But there is a problem here; our implementation uses not only AdjoinObject instances but also instances of UnionObject and IntegerMod. In order to maintain the iterative structure of this implementation of the contains method, we will need to make it handle these other kinds of objects as well. This requires the implementation of AdjoinObject to be aware of the implementation details of these other kinds of objects, violating our object-oriented abstractions. Every time we want to invent a new implementation of IntSet, we will also need to add a case to this while loop in AdjoinObject. (In point of fact, the while statement shown above contains static type errors. These could be remedied by using typecase. Trying to satisfy the typecase without using an else clause would then point up the need to handle all the other possible implementations of IntSet.)

We could try to abstract the iterative process: If only our sets supported Java-style iterators, we could just enumerate all the elements of the set—oops, can’t do that, because some of our represented sets are infinite. And Java-style iterators have problems of their own, not least that they rely upon side effects and therefore introduce synchronization issues in parallel code.

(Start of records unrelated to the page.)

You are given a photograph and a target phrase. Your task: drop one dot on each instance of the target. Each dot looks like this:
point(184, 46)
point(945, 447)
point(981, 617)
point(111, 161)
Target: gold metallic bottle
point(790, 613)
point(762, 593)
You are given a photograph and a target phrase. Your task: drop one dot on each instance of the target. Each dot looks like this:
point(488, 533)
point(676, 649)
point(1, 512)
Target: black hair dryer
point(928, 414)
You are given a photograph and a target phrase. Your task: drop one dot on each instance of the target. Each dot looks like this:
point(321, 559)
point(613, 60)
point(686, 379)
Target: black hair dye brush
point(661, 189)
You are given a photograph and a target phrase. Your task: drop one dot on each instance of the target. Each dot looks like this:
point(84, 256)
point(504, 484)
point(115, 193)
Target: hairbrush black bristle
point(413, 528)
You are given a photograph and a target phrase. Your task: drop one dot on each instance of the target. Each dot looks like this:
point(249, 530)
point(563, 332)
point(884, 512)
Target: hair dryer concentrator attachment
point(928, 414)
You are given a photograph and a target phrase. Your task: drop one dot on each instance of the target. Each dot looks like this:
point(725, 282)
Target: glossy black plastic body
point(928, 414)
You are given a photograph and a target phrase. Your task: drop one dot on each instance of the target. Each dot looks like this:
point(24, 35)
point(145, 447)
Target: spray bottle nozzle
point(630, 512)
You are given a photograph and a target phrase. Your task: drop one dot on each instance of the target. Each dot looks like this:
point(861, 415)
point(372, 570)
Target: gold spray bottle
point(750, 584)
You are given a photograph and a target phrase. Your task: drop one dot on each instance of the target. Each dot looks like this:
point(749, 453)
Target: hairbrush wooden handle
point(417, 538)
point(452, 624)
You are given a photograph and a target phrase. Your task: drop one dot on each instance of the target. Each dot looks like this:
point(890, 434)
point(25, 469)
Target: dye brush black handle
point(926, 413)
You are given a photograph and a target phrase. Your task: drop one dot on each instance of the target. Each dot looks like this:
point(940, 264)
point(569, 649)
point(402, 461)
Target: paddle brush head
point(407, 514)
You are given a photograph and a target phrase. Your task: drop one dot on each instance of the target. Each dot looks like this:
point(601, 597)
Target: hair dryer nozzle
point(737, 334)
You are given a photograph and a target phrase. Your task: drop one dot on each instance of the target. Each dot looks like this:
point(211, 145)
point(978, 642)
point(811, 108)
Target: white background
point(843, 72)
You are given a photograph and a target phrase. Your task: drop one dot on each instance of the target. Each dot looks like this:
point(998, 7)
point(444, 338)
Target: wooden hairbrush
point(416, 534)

Even without the other kinds of objects, we can see that this latest implementation of contains for AdjoinObject violates object-oriented abstraction: the implementation inspects the field x not only for the instance on which the contains method was invoked, but the field x of other instances as well. Thus instances of AdjoinObject are abstract with respect to “the outside world”, but not with respect to each other. As Cook points out, this is typical of an abstract data type: there is conceptually a single implementation of the data type, and the code for the abstract data type is privy to these details for purposes of accessing all instances of the data type. This has its advantages; in particular, it caters to certain kinds of optimizations.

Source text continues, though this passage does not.